A I usually use the positive control to check if the ELISA is working well, just in case all of my test samples turn out negative. When a sample is only weakly positive, you should repeat the test to ensure that it is indeed positive.

Q I have been following this conversation on calculating the antibody titer in an ELISA, but I still have a few questions. (They are listed below). I am working on a previously established protocol, but have some concerns about the experimental design that I'd like to resolve before proceeding with my experiment. I am new to ELISA, so I'm not yet familiar with the best practices for these assays.

1. I found a method for determining endpoint cutoff values (Frey et al. 1998. A statistically defined endpoint titer determination method for immunoassays. J. Immunol. Methods 221:35–41) and wondered if this is widely accepted or if there is a more straightforward method. Specifically, is twice the negative control signal a generally accepted threshold?

2. Is the negative control referred to in the previous answers the blank or background value? Or is this a measure of the baseline reactivity?

3. To determine the percentage over baseline, should I compare mean endpoint OD values of the baseline versus samples?

A The cutoff for an ELISA is usually calculated using a sufficient number (~50–100) of negative specimens from the population. Normally, a cutoff is equal to the mean OD of the negative samples plus 3 standard deviations. The cutoff can be made more robust by adding a higher factor to the mean. This will make the ELISA more specific, but with a slight loss of sensitivity. That is more desirable in most cases.

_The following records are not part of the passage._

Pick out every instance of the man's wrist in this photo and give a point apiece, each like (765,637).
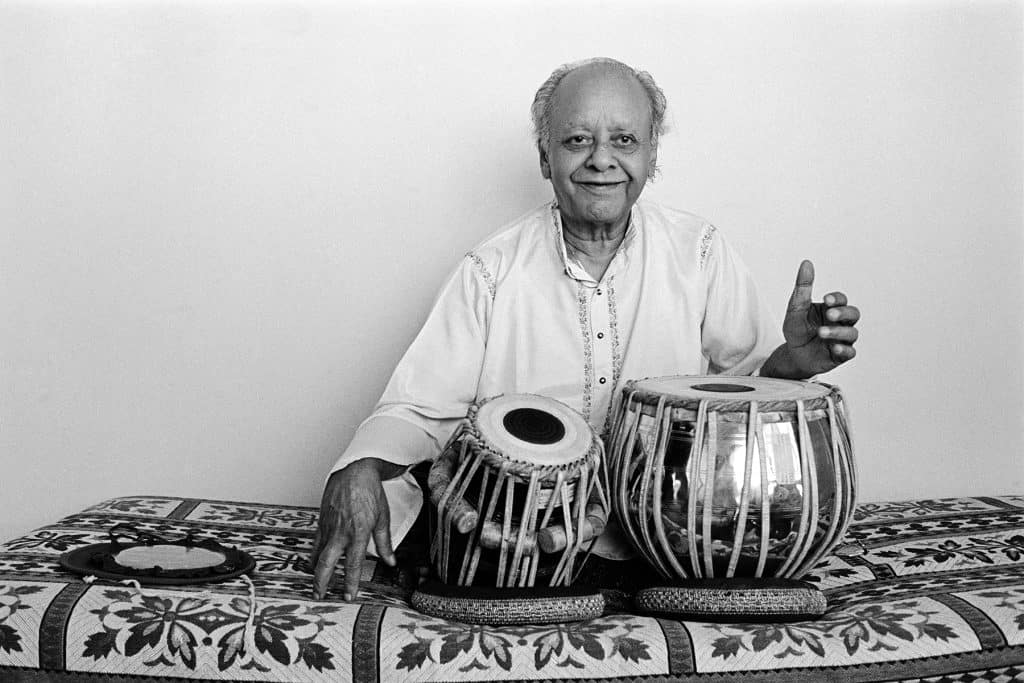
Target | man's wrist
(385,469)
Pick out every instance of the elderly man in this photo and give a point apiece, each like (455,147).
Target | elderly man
(568,301)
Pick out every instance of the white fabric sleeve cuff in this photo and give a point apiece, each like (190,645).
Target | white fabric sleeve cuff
(401,442)
(391,439)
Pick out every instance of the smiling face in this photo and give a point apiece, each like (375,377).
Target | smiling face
(599,153)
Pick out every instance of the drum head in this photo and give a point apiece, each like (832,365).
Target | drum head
(723,387)
(535,429)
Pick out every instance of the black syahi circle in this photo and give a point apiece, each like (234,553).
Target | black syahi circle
(534,426)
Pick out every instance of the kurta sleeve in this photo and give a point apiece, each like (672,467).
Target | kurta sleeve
(435,381)
(738,331)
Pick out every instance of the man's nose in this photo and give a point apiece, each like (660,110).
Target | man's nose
(601,158)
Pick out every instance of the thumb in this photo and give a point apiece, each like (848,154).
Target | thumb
(801,297)
(382,536)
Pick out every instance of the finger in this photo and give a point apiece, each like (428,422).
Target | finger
(353,562)
(801,297)
(835,299)
(843,314)
(382,536)
(326,563)
(839,333)
(315,548)
(842,352)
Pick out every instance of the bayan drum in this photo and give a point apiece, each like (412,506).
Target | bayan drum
(516,494)
(732,476)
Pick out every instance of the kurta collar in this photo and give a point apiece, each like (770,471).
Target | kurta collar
(573,268)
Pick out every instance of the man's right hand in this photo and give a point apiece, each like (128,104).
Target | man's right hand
(353,508)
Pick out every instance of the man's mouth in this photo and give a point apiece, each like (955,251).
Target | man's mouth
(600,186)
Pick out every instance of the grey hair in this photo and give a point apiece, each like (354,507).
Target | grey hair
(544,99)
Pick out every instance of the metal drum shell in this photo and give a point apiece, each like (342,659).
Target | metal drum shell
(796,447)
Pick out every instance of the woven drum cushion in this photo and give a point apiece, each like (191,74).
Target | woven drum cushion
(735,600)
(507,605)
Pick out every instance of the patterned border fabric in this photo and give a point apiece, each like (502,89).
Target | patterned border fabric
(923,590)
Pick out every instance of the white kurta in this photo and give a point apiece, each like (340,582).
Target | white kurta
(519,316)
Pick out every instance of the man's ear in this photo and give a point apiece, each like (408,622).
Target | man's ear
(652,166)
(545,164)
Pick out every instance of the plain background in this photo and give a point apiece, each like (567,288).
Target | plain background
(222,223)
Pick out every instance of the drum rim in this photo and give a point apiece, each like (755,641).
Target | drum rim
(587,441)
(817,397)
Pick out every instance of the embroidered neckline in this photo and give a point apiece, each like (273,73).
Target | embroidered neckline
(616,353)
(583,309)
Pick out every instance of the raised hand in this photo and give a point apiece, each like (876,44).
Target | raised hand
(353,508)
(818,336)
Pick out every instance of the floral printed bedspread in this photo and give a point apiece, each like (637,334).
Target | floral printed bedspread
(922,590)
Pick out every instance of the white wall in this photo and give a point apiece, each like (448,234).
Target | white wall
(222,223)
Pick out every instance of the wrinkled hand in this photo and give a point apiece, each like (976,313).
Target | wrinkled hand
(818,336)
(353,508)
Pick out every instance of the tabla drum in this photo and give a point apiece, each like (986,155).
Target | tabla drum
(516,495)
(732,476)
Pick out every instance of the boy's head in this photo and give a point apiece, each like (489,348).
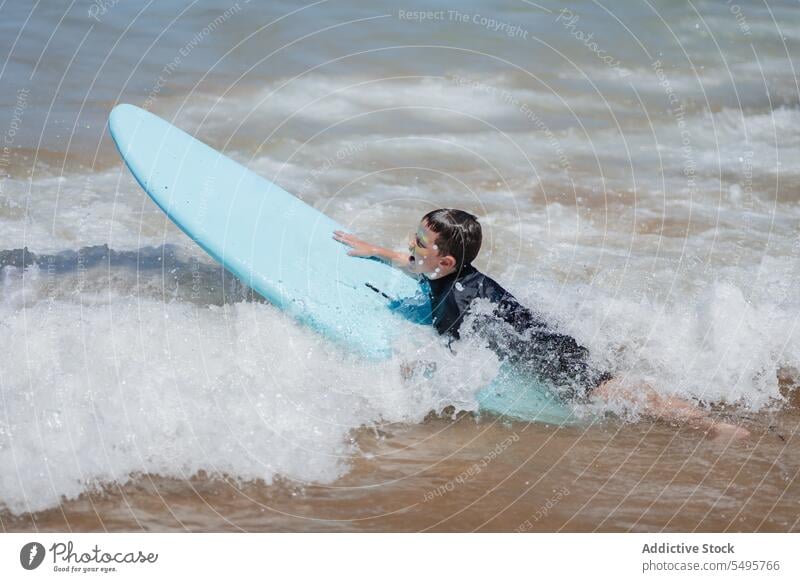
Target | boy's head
(446,240)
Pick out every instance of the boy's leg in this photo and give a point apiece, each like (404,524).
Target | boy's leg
(669,408)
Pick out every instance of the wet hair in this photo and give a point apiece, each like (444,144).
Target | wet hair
(458,234)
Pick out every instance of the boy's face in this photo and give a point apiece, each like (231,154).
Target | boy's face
(425,258)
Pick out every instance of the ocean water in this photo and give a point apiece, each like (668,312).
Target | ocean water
(636,171)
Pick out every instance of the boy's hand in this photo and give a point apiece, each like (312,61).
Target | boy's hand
(360,248)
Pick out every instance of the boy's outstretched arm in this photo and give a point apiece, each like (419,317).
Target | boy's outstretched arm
(361,248)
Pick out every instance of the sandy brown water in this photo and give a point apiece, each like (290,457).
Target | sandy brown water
(484,475)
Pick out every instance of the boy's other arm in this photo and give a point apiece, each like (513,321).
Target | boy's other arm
(361,248)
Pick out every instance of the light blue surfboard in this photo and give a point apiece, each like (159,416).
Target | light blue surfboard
(283,248)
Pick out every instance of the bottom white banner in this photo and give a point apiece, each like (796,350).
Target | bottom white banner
(355,557)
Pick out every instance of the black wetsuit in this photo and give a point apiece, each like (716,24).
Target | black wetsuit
(529,341)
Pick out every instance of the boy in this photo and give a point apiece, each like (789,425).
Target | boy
(442,250)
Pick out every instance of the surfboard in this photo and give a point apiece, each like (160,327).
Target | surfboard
(282,247)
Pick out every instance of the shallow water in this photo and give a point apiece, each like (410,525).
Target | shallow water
(644,200)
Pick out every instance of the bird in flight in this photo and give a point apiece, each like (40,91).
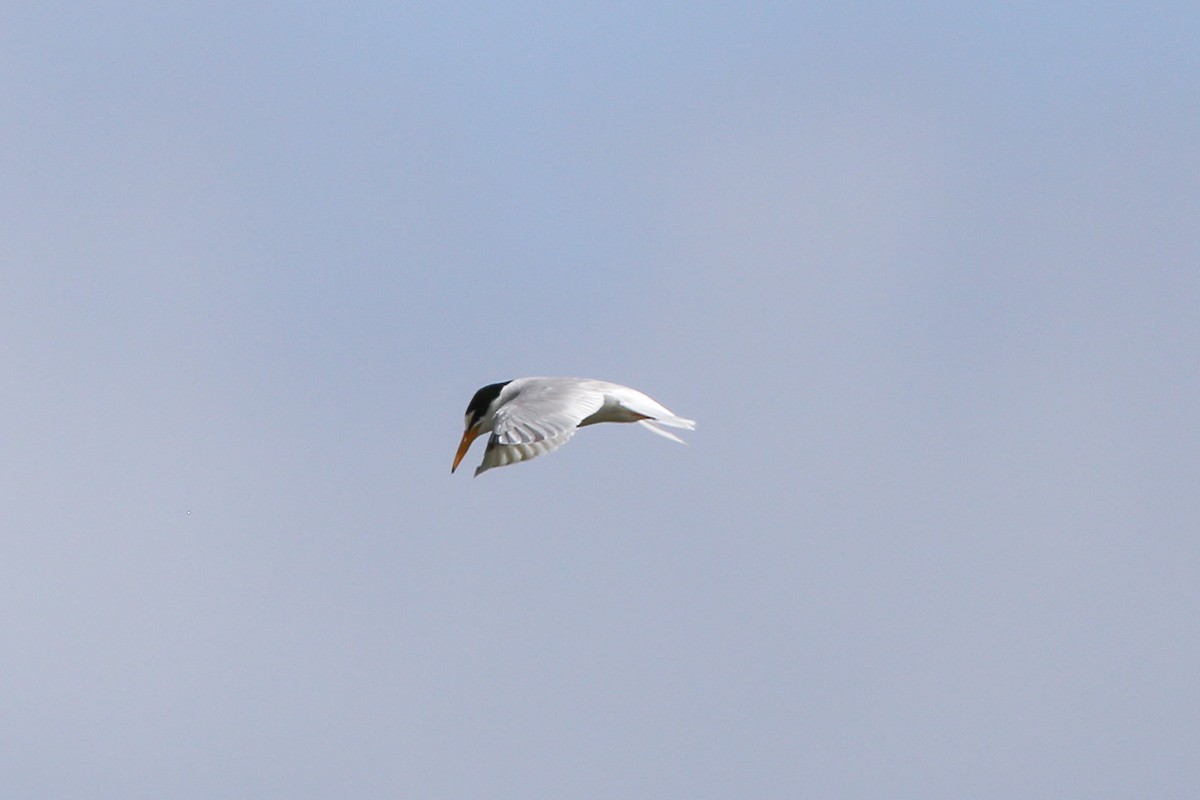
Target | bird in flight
(531,416)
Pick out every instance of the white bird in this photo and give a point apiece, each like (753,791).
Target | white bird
(531,416)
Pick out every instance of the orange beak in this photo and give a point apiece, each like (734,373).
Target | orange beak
(468,435)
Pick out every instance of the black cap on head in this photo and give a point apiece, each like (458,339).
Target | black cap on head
(483,398)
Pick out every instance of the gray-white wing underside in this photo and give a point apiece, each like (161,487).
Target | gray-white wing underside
(539,419)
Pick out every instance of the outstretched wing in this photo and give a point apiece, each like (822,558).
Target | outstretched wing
(541,416)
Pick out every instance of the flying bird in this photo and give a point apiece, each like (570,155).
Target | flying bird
(531,416)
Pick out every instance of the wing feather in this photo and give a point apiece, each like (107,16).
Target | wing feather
(540,417)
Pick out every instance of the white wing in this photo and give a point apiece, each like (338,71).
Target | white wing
(541,416)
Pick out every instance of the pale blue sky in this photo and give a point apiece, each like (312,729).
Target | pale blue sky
(925,275)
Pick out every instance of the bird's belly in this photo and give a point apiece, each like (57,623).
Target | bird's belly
(612,411)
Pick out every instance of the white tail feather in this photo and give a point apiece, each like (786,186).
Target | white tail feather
(649,426)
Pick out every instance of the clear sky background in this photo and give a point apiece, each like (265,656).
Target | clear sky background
(928,276)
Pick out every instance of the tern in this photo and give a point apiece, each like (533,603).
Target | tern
(531,416)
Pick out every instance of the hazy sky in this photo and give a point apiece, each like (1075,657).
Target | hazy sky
(928,277)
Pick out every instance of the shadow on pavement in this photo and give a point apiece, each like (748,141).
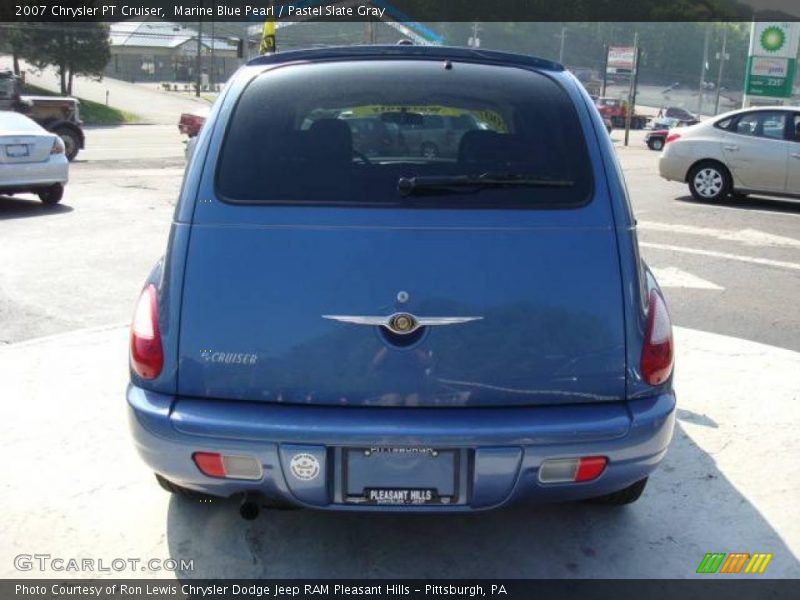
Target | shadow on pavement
(779,205)
(18,208)
(689,508)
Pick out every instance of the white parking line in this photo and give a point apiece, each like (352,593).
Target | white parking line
(675,277)
(749,237)
(739,257)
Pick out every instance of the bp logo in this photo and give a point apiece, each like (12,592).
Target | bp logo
(773,39)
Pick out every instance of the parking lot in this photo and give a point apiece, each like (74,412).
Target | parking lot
(74,487)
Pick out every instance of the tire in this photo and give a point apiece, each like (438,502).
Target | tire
(429,150)
(624,496)
(183,492)
(51,195)
(709,181)
(72,143)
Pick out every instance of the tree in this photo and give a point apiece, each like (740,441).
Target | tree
(73,48)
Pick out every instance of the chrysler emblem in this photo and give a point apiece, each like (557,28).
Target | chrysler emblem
(400,323)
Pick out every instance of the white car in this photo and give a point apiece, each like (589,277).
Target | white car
(753,150)
(32,159)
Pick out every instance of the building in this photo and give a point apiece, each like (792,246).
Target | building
(154,50)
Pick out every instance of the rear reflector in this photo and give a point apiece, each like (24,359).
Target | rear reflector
(657,352)
(147,355)
(228,466)
(568,470)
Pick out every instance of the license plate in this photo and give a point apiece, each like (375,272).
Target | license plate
(16,150)
(400,476)
(402,496)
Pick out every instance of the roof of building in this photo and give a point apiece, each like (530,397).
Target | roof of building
(161,34)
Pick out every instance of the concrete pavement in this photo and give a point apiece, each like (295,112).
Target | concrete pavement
(74,487)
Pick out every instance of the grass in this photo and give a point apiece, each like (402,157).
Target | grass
(92,113)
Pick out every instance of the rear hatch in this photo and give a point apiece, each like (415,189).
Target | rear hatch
(300,241)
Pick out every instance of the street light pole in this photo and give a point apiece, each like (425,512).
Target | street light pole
(723,56)
(561,48)
(199,63)
(703,68)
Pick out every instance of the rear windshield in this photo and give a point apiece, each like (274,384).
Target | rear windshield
(350,133)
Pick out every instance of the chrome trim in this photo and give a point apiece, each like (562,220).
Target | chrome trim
(387,321)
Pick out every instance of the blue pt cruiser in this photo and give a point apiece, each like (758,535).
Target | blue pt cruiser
(346,319)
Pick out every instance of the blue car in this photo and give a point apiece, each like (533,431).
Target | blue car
(339,329)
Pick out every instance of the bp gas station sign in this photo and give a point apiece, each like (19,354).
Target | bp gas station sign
(772,60)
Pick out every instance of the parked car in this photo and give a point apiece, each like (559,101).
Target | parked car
(190,123)
(346,332)
(680,114)
(754,150)
(435,136)
(32,160)
(58,114)
(657,138)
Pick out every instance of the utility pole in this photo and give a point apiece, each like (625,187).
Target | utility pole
(198,62)
(723,56)
(213,63)
(632,88)
(474,41)
(703,69)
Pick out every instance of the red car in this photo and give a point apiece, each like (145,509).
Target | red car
(191,123)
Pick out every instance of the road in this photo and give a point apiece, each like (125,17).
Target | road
(68,279)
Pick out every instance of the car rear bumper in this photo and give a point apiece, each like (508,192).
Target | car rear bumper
(500,450)
(25,176)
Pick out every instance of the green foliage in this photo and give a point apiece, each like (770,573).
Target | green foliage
(73,48)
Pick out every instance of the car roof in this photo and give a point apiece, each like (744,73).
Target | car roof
(376,52)
(16,122)
(733,113)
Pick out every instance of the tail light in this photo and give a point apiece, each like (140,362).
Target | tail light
(147,355)
(657,353)
(229,466)
(569,470)
(58,146)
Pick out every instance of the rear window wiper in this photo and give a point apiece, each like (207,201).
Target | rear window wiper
(414,185)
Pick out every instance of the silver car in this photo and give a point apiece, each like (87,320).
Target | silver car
(753,150)
(32,159)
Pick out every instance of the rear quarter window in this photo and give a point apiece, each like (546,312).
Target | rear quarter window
(345,133)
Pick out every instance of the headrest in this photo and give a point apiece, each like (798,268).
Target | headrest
(480,148)
(329,140)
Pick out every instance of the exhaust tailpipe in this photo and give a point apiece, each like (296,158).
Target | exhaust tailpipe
(249,509)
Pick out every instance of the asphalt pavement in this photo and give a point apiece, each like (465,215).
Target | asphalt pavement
(69,276)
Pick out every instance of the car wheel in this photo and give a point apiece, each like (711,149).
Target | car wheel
(183,492)
(71,142)
(52,195)
(709,181)
(624,496)
(429,150)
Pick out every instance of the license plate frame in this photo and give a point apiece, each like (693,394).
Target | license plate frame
(402,494)
(17,150)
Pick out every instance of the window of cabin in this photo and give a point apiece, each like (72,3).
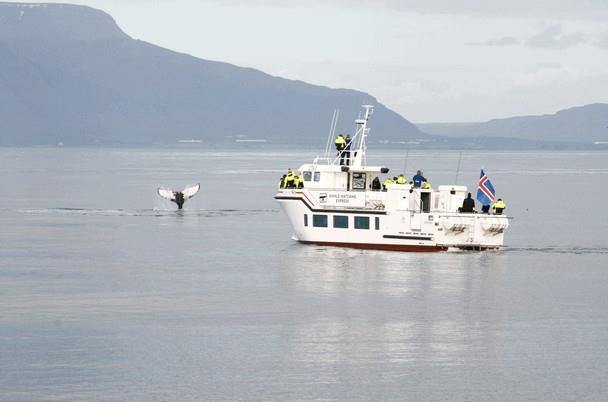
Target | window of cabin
(425,201)
(319,221)
(359,181)
(341,221)
(361,222)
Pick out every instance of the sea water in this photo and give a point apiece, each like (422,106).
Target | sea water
(107,292)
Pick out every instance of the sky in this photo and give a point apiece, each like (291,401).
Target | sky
(430,61)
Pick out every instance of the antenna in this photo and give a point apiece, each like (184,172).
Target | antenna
(458,168)
(332,131)
(407,154)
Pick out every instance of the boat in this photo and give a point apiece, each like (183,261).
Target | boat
(336,206)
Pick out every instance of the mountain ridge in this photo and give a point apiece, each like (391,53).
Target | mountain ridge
(577,124)
(60,82)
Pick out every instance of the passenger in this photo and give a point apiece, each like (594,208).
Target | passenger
(418,179)
(468,205)
(498,207)
(347,149)
(340,145)
(376,185)
(289,179)
(387,182)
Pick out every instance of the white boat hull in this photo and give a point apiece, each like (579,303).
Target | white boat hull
(398,230)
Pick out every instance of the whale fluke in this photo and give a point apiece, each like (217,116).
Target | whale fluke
(179,197)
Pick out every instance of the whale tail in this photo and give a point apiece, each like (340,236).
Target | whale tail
(179,197)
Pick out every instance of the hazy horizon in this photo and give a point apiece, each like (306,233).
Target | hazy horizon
(436,62)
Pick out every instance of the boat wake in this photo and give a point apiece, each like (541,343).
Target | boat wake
(206,213)
(559,250)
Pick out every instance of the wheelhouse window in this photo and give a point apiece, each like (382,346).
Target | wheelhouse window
(361,222)
(359,181)
(319,221)
(341,221)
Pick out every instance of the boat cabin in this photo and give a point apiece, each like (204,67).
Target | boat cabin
(340,177)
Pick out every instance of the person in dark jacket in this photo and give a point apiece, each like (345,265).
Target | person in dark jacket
(468,205)
(347,149)
(418,179)
(376,185)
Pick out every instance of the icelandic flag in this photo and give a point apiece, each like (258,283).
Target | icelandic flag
(485,190)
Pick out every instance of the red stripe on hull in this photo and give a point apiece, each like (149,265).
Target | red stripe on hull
(387,247)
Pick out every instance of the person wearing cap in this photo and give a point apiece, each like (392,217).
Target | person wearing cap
(498,207)
(418,179)
(468,205)
(387,182)
(340,145)
(290,178)
(346,153)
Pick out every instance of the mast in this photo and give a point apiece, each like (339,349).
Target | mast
(362,131)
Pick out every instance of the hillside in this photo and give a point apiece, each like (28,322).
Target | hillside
(69,74)
(577,125)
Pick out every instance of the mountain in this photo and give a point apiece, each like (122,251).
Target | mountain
(578,125)
(69,74)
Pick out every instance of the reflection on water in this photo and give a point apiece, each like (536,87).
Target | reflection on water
(124,298)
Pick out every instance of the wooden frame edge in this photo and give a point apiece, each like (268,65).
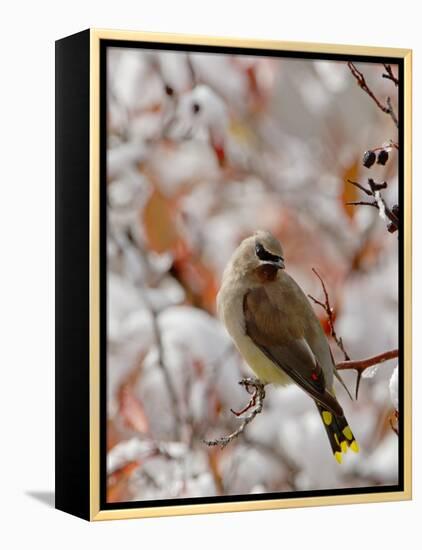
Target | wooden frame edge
(96,514)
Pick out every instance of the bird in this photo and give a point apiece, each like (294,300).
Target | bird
(277,332)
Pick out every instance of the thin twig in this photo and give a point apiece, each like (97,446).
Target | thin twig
(391,112)
(360,79)
(361,365)
(390,75)
(330,317)
(373,190)
(167,378)
(256,403)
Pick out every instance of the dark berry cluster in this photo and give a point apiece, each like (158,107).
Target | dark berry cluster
(370,157)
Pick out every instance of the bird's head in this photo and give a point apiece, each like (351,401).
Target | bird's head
(260,255)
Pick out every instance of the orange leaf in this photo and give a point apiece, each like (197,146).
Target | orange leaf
(349,192)
(159,222)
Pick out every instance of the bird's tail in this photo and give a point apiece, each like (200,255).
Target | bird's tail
(339,433)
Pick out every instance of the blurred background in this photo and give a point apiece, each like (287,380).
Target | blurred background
(202,151)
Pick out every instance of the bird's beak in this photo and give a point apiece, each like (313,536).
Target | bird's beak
(279,263)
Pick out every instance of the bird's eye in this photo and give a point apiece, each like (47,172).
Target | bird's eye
(259,249)
(266,256)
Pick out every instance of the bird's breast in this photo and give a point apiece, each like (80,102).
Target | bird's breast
(230,308)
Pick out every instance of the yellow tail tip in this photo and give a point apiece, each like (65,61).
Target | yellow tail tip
(327,417)
(348,433)
(354,446)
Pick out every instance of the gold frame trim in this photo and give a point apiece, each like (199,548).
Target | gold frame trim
(95,512)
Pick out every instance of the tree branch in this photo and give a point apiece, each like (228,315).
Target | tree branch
(166,374)
(390,75)
(330,317)
(363,364)
(256,403)
(360,79)
(373,190)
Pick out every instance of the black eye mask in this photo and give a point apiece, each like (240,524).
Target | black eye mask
(266,256)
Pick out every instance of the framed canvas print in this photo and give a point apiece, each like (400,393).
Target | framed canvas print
(233,274)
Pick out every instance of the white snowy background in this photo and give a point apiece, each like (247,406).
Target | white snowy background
(202,151)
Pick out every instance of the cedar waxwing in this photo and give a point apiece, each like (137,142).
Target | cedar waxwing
(277,332)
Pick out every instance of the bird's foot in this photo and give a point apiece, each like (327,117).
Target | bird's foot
(255,388)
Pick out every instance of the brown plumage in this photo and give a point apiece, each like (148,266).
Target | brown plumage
(276,330)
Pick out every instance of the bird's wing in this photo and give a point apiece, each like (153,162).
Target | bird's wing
(280,336)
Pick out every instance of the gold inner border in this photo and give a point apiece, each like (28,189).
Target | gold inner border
(95,512)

To determine antibody titer, a positive specimen is serially diluted 5-fold or more and then tested on the ELISA. The endpoint titer is determined by the last diluted specimen that gives positive results on the ELISA.

A You should look in “The ELISA Guidebook ” by John R. Crowther to find answers to all of these questions. It is common to use the average of negative samples + 3 sd to determine the cutoff. All the ELISA tests used in serology for antibody detection should come with details regarding their sensitivity and specificity. You can determine the cutoff by whatever means works best for you; just be certain to reference it when presenting your results. You will need to mention how you calculated it, how many negative samples you ran, how you knew they were negative, and if you compared ELISA results with other tests.

Q2 I am running a sandwich ELISA for TNF-α in 96-well ELISA plates. I put my standards in rows A and H with the samples in between. Recently, one row of standards develops normally, but the other row does not develop at all. I load from the same reagent reservoir using a multichannel pipet, so everything should be the same for the samples. I did the capture overnight in a refrigerator with a glass door, but I don't think that the capture antibodies are light-sensitive. What could be causing this?

A Is your plate reader working properly? Does it work if you move the standard from row H to row B?

Q For some of the ELISAs, row A does not develop and in others, the problem was in row H. I also could not see any color in those wells. I tried using rows A and B and didn't have a problem, but then I am concerned about how much I can trust the data from samples in row H. This only happens with the TNF-α ELISA.

A Check the multichannel pipet to see if it takes up the reagent equally in all tips. If one tip is loose, it might not deliver the same amount of reagent as the others.

Q I usually check the multichannel by eye while adding reagent and will check the volume in all of the tips on my next attempt.

A Row A and H are the leftmost and rightmost pipetting channels. Will your plate reader accept plates that are rotated 180°?

A If this only happens in row A or H, it might be caused by how you hold the pipettor or how the plate is oriented. The plate reader is probably innocent since it cannot read if there is no color.

A This looks like a case of one loose tip or a pipettor with one clogged channel. When did you last have it serviced and calibrated? Make sure all of your tips are tight and keep an eye on the liquid level as you pipet.